After my last post I was thinking more and more about switching from single pass compiling to compiling via an Abstract Syntax Tree (AST).

I wasn't really intending to work on this, but I had a bit of time and I thought I'd just investigate it. Of course, then I got sucked into it and 10 days later I have the changes done. I'm pretty happy with the results. A big part of getting sucked into it was that it became even more obvious that there were a lot of advantages.

Previously I had lexer, parser, and code generator, with the parser directly driving the code generator. Now I have lexer, parser, AST generator, and code generator.

I'm very glad that from the beginning I had separated the parser from the actions. The parser calls methods on an object that implements an interface. This seems obvious, but too many systems like YACC/Bison and ANTLR encourage you to mix the actions in with the grammar rules. And doing this does make it easier to at first. But it is not very flexible. Because I'd kept them separate, I could implement AST generation without touching the parser. Although I haven't used it, I understand Tatoo splits the parser and the actions. (Note: Although I initially tried using ANTLR for jSuneido, the current parser, like the cSuneido one, is a hand written recursive descent parser.)

While I was at it, I also split off the parts of the code generator that interface with ASM to generate the actual byte code. The code generator is still JVM byte code specific, but at a little higher level. And now it would be easy to use an alternative way to generator byte code, instead of ASM.

When the parser was directly driving the code generation, I needed quite a few intermediate actions that were triggered part way through parsing a grammar rule. These were no longer needed and removing them cleaned up the parser quite a bit.

Having the entire AST available for code generation is a lot simpler than trying to generate code as you parse. It removed a lot of complexity from the code generation (including removing all the clever deferred processing with a simulated stack).

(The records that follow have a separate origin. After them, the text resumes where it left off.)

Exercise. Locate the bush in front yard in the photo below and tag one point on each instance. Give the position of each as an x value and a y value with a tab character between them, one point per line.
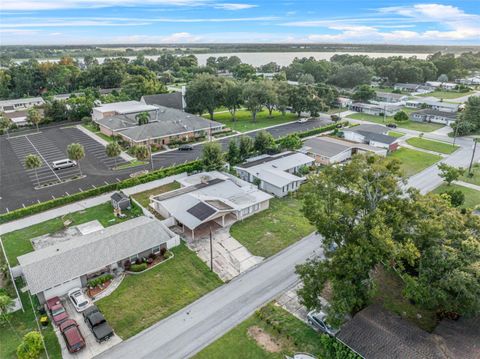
138	267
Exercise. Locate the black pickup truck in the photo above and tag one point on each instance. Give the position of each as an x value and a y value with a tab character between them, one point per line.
97	324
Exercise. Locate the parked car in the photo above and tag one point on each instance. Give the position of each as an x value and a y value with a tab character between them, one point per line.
317	322
97	324
72	335
185	148
66	163
57	310
78	299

And it let me implement a number of improvements that weren't feasible with the single pass approach.

Despite adding a new stage to the compile process, because it was so much simpler I'm pretty sure I actually ended up with less code than before. That's always a nice result!

The only downside is that compiling may be slightly slower, although I suspect the difference will be minimal. Code is compiled on the fly, but the compiled code is kept in memory, so it only really affects startup, which is not that critical for a long running server.

In retrospect, I should have taken the AST approach with jSuneido right from the start. But at the time, I was trying to focus on porting the C++ code, and fighting the constant urge to redesign everything.


Roberto said...

Greetings Andrew -

Very nice. It is good to see that you continue to improve on the original ideas that lead you to build Suneido in the first place.

Is there any time frame for the completion of the jSuneido Compiler implementation?

Roberto Artigas

andrew said...

Hi Roberto,

Good to hear from you. The server portion of jSuneido is functional. We have some demo systems running on it with no problems. Next we are going to switch our own internal accounting/CRM over to jSuneido. That should be a decent test since we have about 50 users in the company. I wouldn't be surprised to find some bugs along the way.